Bruselloz dan başka yavru atmaya neden olan hastalıklar da vardır. Bunlar arasında Klamidya ve
Koksiella enfeksiyonlarını sayabiliriz. Bu hastalıklar da insanlara bulaşabilir, yani zoonoz
hastalıklardır. Laboratuvar tahlili ile kesin teşhis konulur. Koksiellozis hastalığının insanlarda görülen
formuna Q humması adı verilir.
Her yavru atma olayını bruselloz sanmamak ve doğru önlemleri almak için atıkları mutlaka
laboratuvara göndermek gerekir. Koksiella ve Klamidya enfeksiyonları için en uygun korunma yolu
aşılamadır. Antibiyotik tedavisi ile sonuç alınabilir.
Vibriosis veya diğer adıyla Kamfilobakter fetus enfeksiyonu yavru atmaya sebep olur. Aşılama en
uygun koruyucu yöntemdir. Antibiyotikler ile tedavisi mümkündür. Listeriosis yavru atmaya yol açan
bir hastalıktır. İnsanlara da bulaşabilir. Belirtilerle teşhise gitmek doğru olmaz. Laboratuvar tahlili
şarttır. Bozuk silajlarla beslemenin sonucunda ortaya çıkabilir. İlk yapılacak iş silajın verilmemesidir.
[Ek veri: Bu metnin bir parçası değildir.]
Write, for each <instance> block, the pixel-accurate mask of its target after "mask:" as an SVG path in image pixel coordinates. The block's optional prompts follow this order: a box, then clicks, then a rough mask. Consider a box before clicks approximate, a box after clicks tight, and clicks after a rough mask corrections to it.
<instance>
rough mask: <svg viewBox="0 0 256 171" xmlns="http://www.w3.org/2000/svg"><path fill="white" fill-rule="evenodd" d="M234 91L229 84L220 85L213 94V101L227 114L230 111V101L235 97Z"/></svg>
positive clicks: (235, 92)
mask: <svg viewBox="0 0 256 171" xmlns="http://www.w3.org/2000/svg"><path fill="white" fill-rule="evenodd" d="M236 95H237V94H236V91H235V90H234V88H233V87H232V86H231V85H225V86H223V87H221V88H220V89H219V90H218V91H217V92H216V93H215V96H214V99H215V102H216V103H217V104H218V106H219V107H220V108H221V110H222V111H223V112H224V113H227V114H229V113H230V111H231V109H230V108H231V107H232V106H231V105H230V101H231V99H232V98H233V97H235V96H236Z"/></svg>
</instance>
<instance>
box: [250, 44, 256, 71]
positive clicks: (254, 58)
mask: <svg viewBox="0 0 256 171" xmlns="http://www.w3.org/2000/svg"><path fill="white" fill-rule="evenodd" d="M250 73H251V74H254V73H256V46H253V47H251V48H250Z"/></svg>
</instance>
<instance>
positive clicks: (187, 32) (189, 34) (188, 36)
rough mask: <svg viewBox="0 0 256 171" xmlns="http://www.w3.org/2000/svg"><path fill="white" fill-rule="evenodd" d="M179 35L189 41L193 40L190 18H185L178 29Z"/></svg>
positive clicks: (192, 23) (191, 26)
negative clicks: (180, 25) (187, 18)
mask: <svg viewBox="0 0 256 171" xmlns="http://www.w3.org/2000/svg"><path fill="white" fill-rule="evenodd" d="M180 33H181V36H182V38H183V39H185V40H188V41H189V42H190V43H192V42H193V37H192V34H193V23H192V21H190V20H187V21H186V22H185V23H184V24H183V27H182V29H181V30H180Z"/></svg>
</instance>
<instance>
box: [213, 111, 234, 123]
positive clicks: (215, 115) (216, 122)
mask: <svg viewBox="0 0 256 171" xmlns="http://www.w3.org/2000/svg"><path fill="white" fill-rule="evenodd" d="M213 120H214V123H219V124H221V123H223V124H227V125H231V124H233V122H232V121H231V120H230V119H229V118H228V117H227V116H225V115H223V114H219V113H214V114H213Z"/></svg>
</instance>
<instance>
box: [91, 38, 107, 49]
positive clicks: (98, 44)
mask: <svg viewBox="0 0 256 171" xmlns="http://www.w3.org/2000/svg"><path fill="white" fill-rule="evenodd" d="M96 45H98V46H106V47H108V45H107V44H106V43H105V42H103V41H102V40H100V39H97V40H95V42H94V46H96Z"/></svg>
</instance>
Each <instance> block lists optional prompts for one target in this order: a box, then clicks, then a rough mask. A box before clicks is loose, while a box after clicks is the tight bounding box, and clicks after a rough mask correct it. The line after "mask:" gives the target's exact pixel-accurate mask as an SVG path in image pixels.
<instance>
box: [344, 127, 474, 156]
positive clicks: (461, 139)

Septisemi veya kolibasilloz dediğimiz hastalık çok büyük kayıplara sebep olan, yeni doğmuş kuzu ve
oğlakların ani ölümü ile sonuçlanan bir hastalıktır. Çaresi doğuma bir ay kala gebelerin aşılanması ve
doğumu takip eden en kısa sürede yavrulara antiserum verilmesidir. Koç ya da teke katımı belli bir
zamana yayılan sürülerde doğum sonrası yavrulara antiserum verilmesi korumayı garanti altına almak
için yararlı bir uygulamadır.
Kuzuların enterotoksemisi, diğer adıyla C tipi Klostridyum perfringens enterotoksemisi, 2-5 günlük
yavrularda ani ölümlere neden olan bir hastalıktır. Yeni doğanlarda pankreas henüz tripsin enzimi
salgılamaya başlamadığı için, Klostridyum perfringens tip C tarafından salgılanan betatoksin tahrip
edilemez ve yavruları öldürür.
Daha büyüklerde ise böyle bir sorun olmadığı gibi, Klostridyum perfringensin diğer tipleri (A.B, D)için
de sorun oluşturmaz. Bu problem, Klostridyum perfringens tip C için söz konusu olmaktadır. Çaresi
aşılamadır.
Kriptosporidiosis ve Koksidiosis hastalıkları da ishale ve ölüme sebep olan hastalıklar olup, ana
koruma yöntemi temiz ve kuru ortamlardır. Tedavi yöntemleri denenebilir. Ancak; tedavi şansı
olmadan yavruları kaybedebiliriz. Gözümüz yavruların üzerinde olmalı ve erken müdahale yapmalıyız.
Leptospiroz, kan işeme ve sarılıkla ortaya çıkar. Yavru atma sebebidir. Öldürücüdür ve insanlara
bulaşabilir. Tedavi şansı vardır. Ancak; tedavi etmek sadece belirtileri geçirmeye yarar. Kurtulan
hayvan idrarıyla hastalığı yaymaya devam edeceği için, en akılcı yöntem aşılamadır.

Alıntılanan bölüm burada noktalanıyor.